Of course, feeling like a gleeful tourist in my own life really calls into question the stability of any relationship I have with my emotional world. If all it takes to turn around the bone-dry melancholy of the late winter is a warm breeze, a little luck and a lot of sunshine, how did I understand anything that happened between January and March in a genuine way? Is it possible that this sense I have of majesty, affirmation and the fundamental rightness of the universe, despite all reports that would lead me to believe otherwise, is just a whim? A function — nay, side-effect — of some fairly routine meteorological phenomena?

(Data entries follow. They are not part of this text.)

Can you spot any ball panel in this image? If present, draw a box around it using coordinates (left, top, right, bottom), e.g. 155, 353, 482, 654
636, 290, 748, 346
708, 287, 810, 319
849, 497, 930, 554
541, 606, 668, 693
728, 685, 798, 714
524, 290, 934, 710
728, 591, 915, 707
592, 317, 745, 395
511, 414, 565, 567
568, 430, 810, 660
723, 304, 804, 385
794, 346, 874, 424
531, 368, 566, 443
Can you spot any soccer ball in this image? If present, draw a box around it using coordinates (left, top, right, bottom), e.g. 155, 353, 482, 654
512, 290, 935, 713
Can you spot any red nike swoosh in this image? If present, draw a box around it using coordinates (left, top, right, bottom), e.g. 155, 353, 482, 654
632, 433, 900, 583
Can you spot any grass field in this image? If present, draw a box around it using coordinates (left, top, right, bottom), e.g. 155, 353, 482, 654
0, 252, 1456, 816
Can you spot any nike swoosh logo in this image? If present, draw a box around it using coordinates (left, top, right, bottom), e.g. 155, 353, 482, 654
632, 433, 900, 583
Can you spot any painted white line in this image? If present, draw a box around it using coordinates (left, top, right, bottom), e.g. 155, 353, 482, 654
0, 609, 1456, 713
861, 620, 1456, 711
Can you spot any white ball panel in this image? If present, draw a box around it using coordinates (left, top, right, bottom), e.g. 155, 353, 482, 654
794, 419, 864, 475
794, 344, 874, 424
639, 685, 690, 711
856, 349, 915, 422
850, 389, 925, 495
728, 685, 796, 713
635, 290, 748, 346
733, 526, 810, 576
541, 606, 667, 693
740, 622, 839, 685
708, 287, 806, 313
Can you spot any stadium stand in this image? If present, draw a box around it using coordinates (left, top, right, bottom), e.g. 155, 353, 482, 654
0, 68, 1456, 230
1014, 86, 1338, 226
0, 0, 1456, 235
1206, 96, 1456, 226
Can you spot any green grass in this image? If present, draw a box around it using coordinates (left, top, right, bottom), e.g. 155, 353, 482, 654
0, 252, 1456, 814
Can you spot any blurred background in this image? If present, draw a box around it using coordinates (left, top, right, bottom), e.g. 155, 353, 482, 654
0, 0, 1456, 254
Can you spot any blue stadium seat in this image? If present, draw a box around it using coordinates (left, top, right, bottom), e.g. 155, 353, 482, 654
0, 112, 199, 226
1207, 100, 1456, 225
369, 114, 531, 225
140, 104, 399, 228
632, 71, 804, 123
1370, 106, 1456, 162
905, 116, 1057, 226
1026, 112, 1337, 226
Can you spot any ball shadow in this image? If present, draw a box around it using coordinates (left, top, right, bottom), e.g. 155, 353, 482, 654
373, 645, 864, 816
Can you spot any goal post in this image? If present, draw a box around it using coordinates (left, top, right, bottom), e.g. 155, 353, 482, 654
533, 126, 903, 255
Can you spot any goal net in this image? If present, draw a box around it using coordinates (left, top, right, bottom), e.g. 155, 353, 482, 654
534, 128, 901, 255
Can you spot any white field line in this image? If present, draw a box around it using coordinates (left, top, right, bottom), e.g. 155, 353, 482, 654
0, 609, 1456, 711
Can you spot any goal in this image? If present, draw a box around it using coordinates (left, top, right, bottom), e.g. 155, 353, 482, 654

Probably. But I don’t care.
Tonight my inside man at the Milwaukee Symphony Orchestra (to protect his professional integrity, I won’t say who, though you can probably guess) wrangled me a fabulous seat for Music Director Designate Edo De Waart‘s debut engagement, conducting Gustav Holst’s The Planets. Due to some serious dawdling on my part, I missed my hand-off and was provided with further instructions to look for my ticket in the grating under the first tree to the left of the stage door.
Surreptitiously I snapped up the goods (the triumphant absurdity! picking up a ticket to THE SYMPHONY off of THE GROUND, like some lucky accident!) and hustled into the Marcus Center, feeling windswept, sweaty and a little conspicuous in beat-up black boots and big fur-hooded vest in a cocktail-hour, nice-cologne kind of crowd.
But none of it mattered once I climbed over some well-dressed knees and took a seat. This was the first time I had ever been in Uihlein Hall. It reminded me of my family’s synagogue.
I noticed my heart racing. I was strangely exhilarated.
“This afternoon, Edo de Waart conducted the Milwaukee Symphony for the first time,” said Concertmaster Frank Almond, “for an audience of 2000 screaming children.”
And then, with little ado, the driving rhythm of the first movement, “Mars, Bringer of War,” the wood of the bows tapping the strings in urgent 5/4 time, the melody swelling.
I realized I’ve been seeking this out: an opportunity to get away from myself, to lose myself in something huge and furious and far removed from all of the petty winter fretting I’ve been doing – what am I thinking, what am I doing, what do I look like, what does that one cute boy think of me, why isn’t anyone calling me, what smart book should I be reading, etcetera into tiresome infinity.
The Symphony was captivating. Rapturous. It was huge and furious. When I left I was walking on air. I walked home through a warm, cloudy night, the half-moon swathing the Blatz building in creamy light.
It’s little wonder that love gets in the air like this in the springtime. What must life be like in Southern California in the spring? In bleak Nevada? In the canyons of the great Southwest or the swampy heat of Alabama? Is love EVER in the air? Or is it like a page on which everything is highlighted — does the constant presence of nice weather nullify its power?
I couldn’t live like that. I need the punch to the soul that spring brings. I need to be jarred by it: reminded, revitalized and reawakened to tremendous possibilities.